When I started using tab groups, I splitted in very distinct groups. Basically, one for Mozilla, one for Debian, one for stuff I want to follow (usually blog posts I want to follow comments from), and one for the rest. While I was keeping up with grouping at the beginning, I don't anymore, and the result is that each group is now a real mess.
Firefox has hundreds of millions users. It's impossible to create a user experience that works for everyone. One thing is sure, it doesn't work for me. My usage is probably very wrong at different levels, but I don't feel my browser is encouraging me to use it better, except by making my number of opened tabs explode to an unmanageable level (I already have 30 tabs more than when I started writing this post 2 days ago).
There are a few other things I would like to know about my usage that my extension hasn't told me yet, either because it doesn't tell, or because I haven't looked:
- How many tabs end up loaded at the end of a typical day?
- How many tabs do I close?
- How many duplicate tabs do I open and close?
- How long has it been since I looked at a given tab?
- How do the number of tabs and duplicates evolve with time?
Reflecting on my usage patterns, I think a few improvements, either in the stock browser, or through extensions, could make my browsing easier:
- Auto-grouping tabs: When I click on a link to an url under mozilla.org, I most likely want it in the Mozilla group. An url under debian.org would most likely go in the Debian group.

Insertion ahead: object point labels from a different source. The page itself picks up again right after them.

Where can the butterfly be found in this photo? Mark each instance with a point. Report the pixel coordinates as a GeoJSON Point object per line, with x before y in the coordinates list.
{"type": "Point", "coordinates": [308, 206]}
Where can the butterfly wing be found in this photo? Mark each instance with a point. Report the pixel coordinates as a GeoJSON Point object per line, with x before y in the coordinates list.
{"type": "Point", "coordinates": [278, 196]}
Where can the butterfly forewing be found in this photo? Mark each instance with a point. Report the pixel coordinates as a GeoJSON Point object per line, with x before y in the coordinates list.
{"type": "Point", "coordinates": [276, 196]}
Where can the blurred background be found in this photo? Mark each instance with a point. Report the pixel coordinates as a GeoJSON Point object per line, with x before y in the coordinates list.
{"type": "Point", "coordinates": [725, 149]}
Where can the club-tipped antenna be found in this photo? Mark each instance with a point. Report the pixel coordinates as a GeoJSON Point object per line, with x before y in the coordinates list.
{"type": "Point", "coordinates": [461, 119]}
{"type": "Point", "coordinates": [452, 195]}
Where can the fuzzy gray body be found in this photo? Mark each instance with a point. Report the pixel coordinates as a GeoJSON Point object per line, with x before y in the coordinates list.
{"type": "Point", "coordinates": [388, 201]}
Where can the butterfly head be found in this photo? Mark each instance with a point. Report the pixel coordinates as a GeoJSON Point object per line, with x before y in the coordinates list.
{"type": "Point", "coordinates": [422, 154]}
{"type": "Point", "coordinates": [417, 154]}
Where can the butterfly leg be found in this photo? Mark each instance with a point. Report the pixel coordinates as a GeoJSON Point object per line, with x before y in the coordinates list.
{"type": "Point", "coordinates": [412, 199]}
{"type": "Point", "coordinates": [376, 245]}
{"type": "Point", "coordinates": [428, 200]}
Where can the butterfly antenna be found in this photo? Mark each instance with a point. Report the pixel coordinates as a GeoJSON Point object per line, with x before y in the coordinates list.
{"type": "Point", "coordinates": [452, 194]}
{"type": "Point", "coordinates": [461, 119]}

- Switch to an existing tab when following a link to an already opened url: That might not be very useful as a general rule, but at least for some domains, it would seem useful for me that the browser switches to an existing tab not only through the urlbar, but also when following links in a page. If I'm reading a bug, click on a bug it depends on, and that bug is already opened in another tab, get me there. There would be a history problem to solve, though. (e.g. where do back and forward bring?)
Maybe these exist as extensions, I don't know. It's hard to find very specific things like that through an add-on search (though I haven't searched very hard). [Looks like there is an experiment for the auto tab grouping part]
I think it would also be interesting to have something like Test Pilot, but for users that want to know the answer to "How do I use my browser?". As I understand it, Test Pilot can show individual user data, but it only can do so if there is such data, and you can't get data for past studies you didn't take.
In my case, I'm not entirely sure that, apart from the pinned tabs, I use the tab bar a lot. And even for pinned tabs, most of the time I use keyboard shortcuts. I'm not using the menu button that much either. I already removed the url and search bar (most of the time) with LessChrome HD. Maybe I could go further and use the full window for web browsing.